Lo que me había conducido justamente al error, era la idea de que mi dinero era lo mismo que el de Simion.

Existe una opinión general, y es la de que el dinero representa la riqueza; que ésta es el producto del trabajo, y que están, por lo tanto, en relación la una con el otro.

Eso es tan verdad como el aserto de que cada organismo social es la consecuencia de un contrato social. Todos se complacen en creer que el dinero no es más que un medio que facilita el cambio de los productos del trabajo.

Yo hago unas botas; otro hace el pan; un tercero apacienta las ovejas, y para que las transacciones resulten fáciles, existen monedas que nos sirven de intermediarias y podemos cambiar legumbres por carne de carnero o por libras de harina.

En este caso, el dinero nos facilita, a cada uno de nosotros, el movimiento de sus productos y representa la equivalencia de su trabajo. Esto es perfectamente exacto, si no se ejerce violencia por parte de ninguno sobre los demás, y no me refiero a las guerras 68


ni a la esclavitud, sino a ese otro género de violencias que protege los productos de un trabajo en detrimento de otro.

Esta teoría pudiera ser aún verdad en una sociedad cuyos miembros fueran todos fieles a los preceptos de Cristo y dieran lo que se les pidiese, no exigiendo por ello más de lo que dan.

Pero, desde el momento en que se ejercen presiones bajo una forma cualquiera, el dinero pierde inmediatamente para el que lo retiene, su carácter de resultado del trabajo, y representa el derecho basado en la fuerza.

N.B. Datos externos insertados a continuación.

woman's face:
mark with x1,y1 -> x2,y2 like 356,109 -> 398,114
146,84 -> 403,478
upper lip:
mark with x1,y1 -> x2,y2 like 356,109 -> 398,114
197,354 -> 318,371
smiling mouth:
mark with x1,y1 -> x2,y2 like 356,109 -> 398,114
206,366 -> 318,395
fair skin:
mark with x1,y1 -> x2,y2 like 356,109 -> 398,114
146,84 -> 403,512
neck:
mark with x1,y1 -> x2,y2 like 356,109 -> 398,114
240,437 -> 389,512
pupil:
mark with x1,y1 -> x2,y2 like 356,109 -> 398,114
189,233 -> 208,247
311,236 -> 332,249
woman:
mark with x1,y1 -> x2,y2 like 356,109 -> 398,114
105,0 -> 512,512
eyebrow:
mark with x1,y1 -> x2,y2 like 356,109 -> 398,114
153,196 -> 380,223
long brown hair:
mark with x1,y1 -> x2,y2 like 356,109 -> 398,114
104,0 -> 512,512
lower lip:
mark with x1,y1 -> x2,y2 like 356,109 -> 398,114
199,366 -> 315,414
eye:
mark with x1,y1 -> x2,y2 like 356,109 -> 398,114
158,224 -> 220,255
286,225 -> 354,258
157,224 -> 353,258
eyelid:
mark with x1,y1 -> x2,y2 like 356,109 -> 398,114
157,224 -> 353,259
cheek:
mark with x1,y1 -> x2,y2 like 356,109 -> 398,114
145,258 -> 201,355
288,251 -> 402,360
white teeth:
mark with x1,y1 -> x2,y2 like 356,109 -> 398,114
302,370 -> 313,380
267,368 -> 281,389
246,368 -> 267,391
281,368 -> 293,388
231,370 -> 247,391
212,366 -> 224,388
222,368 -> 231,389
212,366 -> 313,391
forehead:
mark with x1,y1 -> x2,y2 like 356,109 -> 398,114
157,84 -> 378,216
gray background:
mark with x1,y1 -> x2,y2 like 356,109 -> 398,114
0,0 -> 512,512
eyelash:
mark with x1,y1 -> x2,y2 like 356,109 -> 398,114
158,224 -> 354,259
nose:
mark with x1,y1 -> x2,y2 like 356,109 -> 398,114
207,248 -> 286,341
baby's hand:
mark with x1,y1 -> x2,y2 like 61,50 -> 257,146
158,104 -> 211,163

Si, durante una guerra, arrebata un hombre una cosa a otro; si un soldado recibe dinero por la venta de su parte en el botín, aquellos valores no son, en modo alguno, el producto del trabajo y tienen distinta significación que el salario recibido por la hechura de las botas.

Este caso se presenta también en la trata de esclavos.

Las aldeanas tejen la tela y la venden: los siervos trabajan para su señor: este vende el tejido y recibe su precio.

Las mujeres y el señor tienen el mismo dinero; pero en el primer caso el dinero representa el trabajo, y en el segundo la fuerza.

Si mi padre me ha dejado en herencia una cantidad de dinero, sabe que nadie tiene el derecho de arrebatármelo, y que si me lo defraudaran o no me lo entregasen en la fecha fijada, encontraría protección en las autoridades, que emplearían la fuerza para hacer que me fuese entregado mi dinero.

Es, pues, evidente que esta cantidad no pueda compararse con el salario de Simion, recibido por aserrar leña.

En una sociedad en que existe una fuerza que se apropia el dinero ajeno o que protege su posesión, el dinero no puede ser considerado como el representante del trabajo. Unas veces lo será y otras no.